Overblog
Editer l'article Suivre ce blog Administration + Créer mon blog
Le blog d'André Boyer

ENVAHIR L'ANGLETERRE, UNE EXTRAVAGANCE?

14 Mars 2021 , Rédigé par André Boyer Publié dans #HISTOIRE

LE COMTE D'ORVILLIERS APRÉS LA BATAILLE D'OUESSANT

LE COMTE D'ORVILLIERS APRÉS LA BATAILLE D'OUESSANT

D’Estaing revient à Brest et Toulon entre octobre et décembre 1779. Le bilan de sa campagne, quoique contesté, n’est cependant pas négligeable.

 

Les pertes infligées à l’Angleterre par sa flotte ne sont pas  négligeables: six frégates, détruites ou brulées, douze corvettes détruites, dix navires de guerre, quatre corsaires et cent six navires de commerce capturés. En outre, l’Espagne, constatant la bonne tenue de la Marine Royale, décide logiquement d’entrer en guerre contre l’Angleterre en 1779.

Cette entrée en guerre de l'Espagne s’accompagne aussitôt d’une divergence d’objectif entre les deux alliés. Madrid veut débarquer en Angleterre tandis que les Français renâclent, alors même que  les Anglais ont dispersé leurs escadres sur toutes les mers, ce qui rend possible une invasion franco-espagnole sur les côtes britanniques qui permettrait de conclure la guerre rapidement.

Ce refus français provient d’une erreur stratégique profonde du roi et de Vergennes qui n’ont pas pris conscience que l’Angleterre est le seul ennemi irréconciliable de la France, ce qui les conduit invoquer la nécessité de préserver « l’équilibre européen », en d’autres termes à préserver la puissance anglaise.

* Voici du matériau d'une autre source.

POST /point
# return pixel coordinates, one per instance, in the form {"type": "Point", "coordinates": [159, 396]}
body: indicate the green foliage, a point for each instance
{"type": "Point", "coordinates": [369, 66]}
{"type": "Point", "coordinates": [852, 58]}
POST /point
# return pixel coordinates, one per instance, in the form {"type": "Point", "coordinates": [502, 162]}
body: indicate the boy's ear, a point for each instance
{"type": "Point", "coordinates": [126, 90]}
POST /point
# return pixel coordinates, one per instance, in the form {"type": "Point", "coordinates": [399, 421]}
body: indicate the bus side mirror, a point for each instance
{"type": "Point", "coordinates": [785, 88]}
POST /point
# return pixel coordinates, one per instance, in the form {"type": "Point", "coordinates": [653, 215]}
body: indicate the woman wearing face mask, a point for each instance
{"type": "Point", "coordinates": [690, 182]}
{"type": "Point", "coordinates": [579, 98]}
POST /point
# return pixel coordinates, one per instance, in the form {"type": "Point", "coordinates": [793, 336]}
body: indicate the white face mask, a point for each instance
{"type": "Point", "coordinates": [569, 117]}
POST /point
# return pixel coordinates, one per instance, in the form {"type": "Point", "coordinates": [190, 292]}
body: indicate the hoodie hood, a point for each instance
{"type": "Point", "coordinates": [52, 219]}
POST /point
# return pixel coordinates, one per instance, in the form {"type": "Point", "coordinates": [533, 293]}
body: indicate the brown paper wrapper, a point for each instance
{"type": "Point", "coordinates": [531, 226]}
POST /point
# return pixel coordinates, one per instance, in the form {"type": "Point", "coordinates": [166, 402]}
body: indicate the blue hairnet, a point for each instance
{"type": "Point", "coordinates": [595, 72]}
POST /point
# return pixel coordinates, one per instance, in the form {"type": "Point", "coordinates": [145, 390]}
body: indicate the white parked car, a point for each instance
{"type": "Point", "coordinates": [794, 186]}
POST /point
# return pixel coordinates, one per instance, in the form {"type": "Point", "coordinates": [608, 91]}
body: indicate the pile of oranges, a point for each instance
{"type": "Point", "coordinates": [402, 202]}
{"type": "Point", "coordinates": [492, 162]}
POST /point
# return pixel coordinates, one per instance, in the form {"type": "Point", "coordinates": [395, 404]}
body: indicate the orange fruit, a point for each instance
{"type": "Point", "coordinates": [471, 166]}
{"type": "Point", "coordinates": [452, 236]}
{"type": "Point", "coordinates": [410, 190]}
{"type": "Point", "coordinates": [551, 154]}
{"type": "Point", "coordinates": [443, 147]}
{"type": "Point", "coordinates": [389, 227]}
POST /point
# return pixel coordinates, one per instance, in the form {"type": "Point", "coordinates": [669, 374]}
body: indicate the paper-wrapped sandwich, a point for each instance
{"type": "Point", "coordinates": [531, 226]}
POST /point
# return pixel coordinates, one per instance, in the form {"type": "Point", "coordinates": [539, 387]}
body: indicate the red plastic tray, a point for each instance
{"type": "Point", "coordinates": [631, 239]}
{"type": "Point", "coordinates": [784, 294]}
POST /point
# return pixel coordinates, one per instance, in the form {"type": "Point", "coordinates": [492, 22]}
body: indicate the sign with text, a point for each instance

Vergennes déclare ainsi à son secrétaire : « Je pourrais annihiler l’Angleterre, que je m’en garderai comme la plus grande extravagance » ! Une « extravagance » qui aurait assuré la prééminence séculaire de la France sur l’Angleterre et la récupération de l’Inde et du Canada. Le monde aurait été durablement changé, jusqu’à aujourd’hui, par cette « extravagance ». Une convention d'alliance est toutefois signée entre la France et l’Espagne le 12 avril 1779 en vue d’un débarquement en Angleterre, alors que les désirs du roi et de son ministre consistent à ne pas respecter cette convention !

A Versailles, il existe en outre une profonde méfiance vis-à-vis de la marine espagnole qui comprend  soixante-quatre vaisseaux en bois de cèdre de La Havane, très solides mais très lourds,  donc lents et peu manœuvrants, avec des gréements fragiles et une artillerie composée de pièces de plus faible calibre que les navires français et anglais. De plus, nombre de ces canons s'enrayent au bout de quelques dizaines de coups et les officiers comme les matelots manquent d'entrainement.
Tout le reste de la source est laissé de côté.